Terralaboris asbl

Jeunes suivant une formation de chef d’entreprise : rémunération de base en cas d’accident du travail

Commentaire de Cass., 13 décembre 2021, n° S.19.0091.F

Mis en ligne le mardi 31 mai 2022


Cour de cassation, 13 décembre 2021, n° S.19.0091.F

Terra Laboris

Le 13 décembre 2021, la Cour de cassation a rendu un arrêt de principe sur la rémunération de base à retenir en cas d’accident du travail survenu à un jeune qui suivait une formation de chef d’entreprise organisée par les classes moyennes : il y a lieu d’appliquer la règle de l’article 38 de la loi (accidents survenus avant le 1er janvier 2020).

Les faits de la cause

M. V. a été victime d’un accident du travail le 12 août 2002 alors que, âgé de plus de dix-huit ans, il suivait une formation de chef d’entreprise organisée par les classes moyennes. Alors qu’il plaçait des panneaux sur un immeuble, il a fait une chute de quatorze mètres. Cet accident a été reconnu par Axa Belgium.

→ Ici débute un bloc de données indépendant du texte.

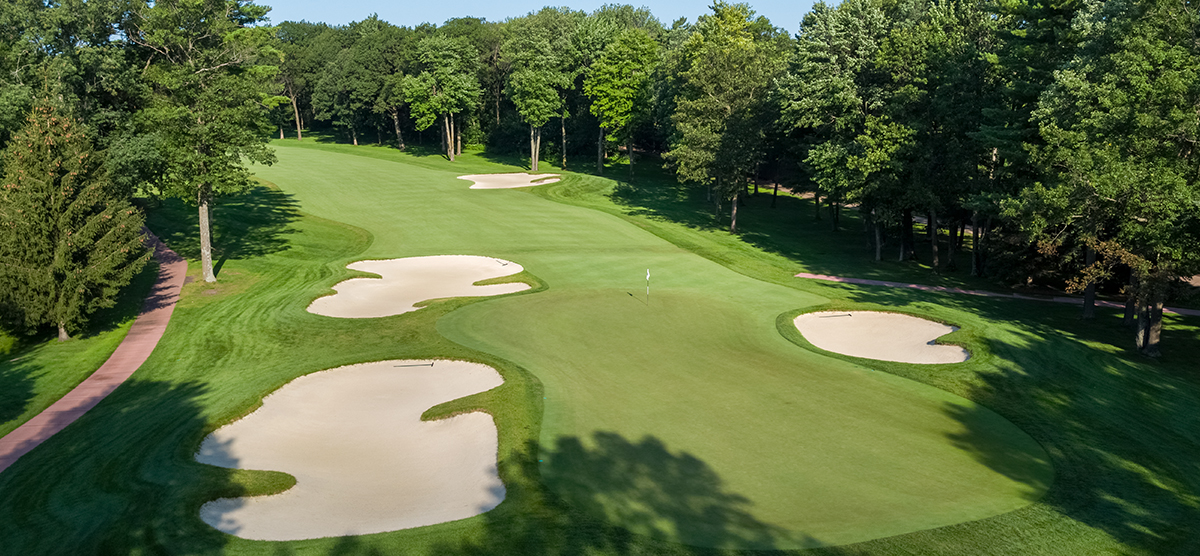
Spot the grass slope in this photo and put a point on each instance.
(34, 377)
(1121, 431)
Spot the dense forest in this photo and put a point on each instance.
(1054, 142)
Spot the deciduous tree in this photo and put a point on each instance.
(69, 239)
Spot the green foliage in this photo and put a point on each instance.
(729, 65)
(1120, 127)
(211, 70)
(447, 83)
(69, 240)
(541, 53)
(619, 81)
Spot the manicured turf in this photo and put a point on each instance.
(1121, 431)
(823, 452)
(33, 378)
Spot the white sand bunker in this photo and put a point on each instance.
(363, 459)
(880, 335)
(405, 282)
(505, 181)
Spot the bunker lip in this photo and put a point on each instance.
(507, 181)
(405, 282)
(363, 459)
(887, 336)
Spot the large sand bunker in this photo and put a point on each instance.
(405, 282)
(880, 335)
(363, 459)
(507, 181)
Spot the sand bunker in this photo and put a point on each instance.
(405, 282)
(880, 335)
(505, 181)
(363, 459)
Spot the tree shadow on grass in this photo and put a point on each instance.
(1121, 430)
(120, 479)
(603, 495)
(785, 226)
(251, 225)
(21, 366)
(16, 386)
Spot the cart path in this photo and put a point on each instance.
(130, 354)
(1192, 312)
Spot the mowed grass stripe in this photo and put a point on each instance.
(825, 452)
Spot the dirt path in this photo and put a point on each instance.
(132, 352)
(979, 292)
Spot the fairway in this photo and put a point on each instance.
(796, 448)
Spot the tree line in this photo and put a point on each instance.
(1056, 139)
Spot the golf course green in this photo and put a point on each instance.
(696, 420)
(822, 450)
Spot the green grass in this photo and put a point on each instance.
(697, 417)
(34, 377)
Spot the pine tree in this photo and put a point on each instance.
(69, 241)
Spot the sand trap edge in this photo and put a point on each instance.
(499, 490)
(933, 342)
(497, 181)
(496, 284)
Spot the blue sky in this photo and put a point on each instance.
(411, 12)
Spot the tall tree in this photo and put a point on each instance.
(619, 84)
(69, 238)
(833, 91)
(731, 61)
(543, 58)
(447, 85)
(211, 67)
(1121, 125)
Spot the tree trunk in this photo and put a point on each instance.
(448, 132)
(952, 246)
(907, 243)
(879, 237)
(976, 270)
(395, 125)
(933, 237)
(733, 215)
(600, 154)
(205, 201)
(1131, 316)
(1141, 327)
(295, 112)
(1153, 329)
(1090, 291)
(535, 147)
(629, 149)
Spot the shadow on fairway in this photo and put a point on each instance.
(17, 374)
(1122, 430)
(789, 229)
(125, 477)
(246, 226)
(21, 368)
(607, 495)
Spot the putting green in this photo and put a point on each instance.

A la suite d’un rapport d’expertise, le Tribunal du travail de Nivelles a notamment reconnu à la victime des périodes d’incapacité temporaire totale et une incapacité permanente de 80%.

Une des questions litigieuses, et la seule soumise à la Cour de cassation, était le salaire de base à prendre en considération pour l’indemnisation de l’incapacité permanente.

La discussion

L’assureur entendait faire application de l’article 4 de l’arrêté royal du 18 avril 2000 fixant les conditions spéciales de calcul de la rémunération de base pour l’application de la loi du 10 avril 1971 sur les accidents du travail à certaines catégories de travailleurs. Cet article 4 (abrogé par l’arrêté royal du 29 juillet 2019 portant exécution de la section première du chapitre 2 de la loi du 21 décembre 2018 portant des dispositions diverses en matière sociale concernant les « petits statuts ») dispose qu’en ce qui concerne les jeunes de plus de dix-huit ans qui suivent une formation de chef d’entreprise organisée par les classes moyennes, la rémunération de base est fixée à 586.130 francs. L’assureur soutenait que l’article 3 de la loi du 10 avril 1971, qui permet au Roi d’étendre l’application de la loi à d’autres catégories de personnes que celles visées par son champ d’application et dans ce cas de fixer des modalités spéciales de réparation, constituait une base légale à cet article 4 de l’arrêté royal du 18 avril 2000. L’article 38, alinéa 2, de la loi, qui prévoit une règle particulière de calcul de la rémunération de base en cas d’incapacité permanente en faveur de l’apprenti qui a une rémunération inexistante ou peu importante, n’était donc pas applicable.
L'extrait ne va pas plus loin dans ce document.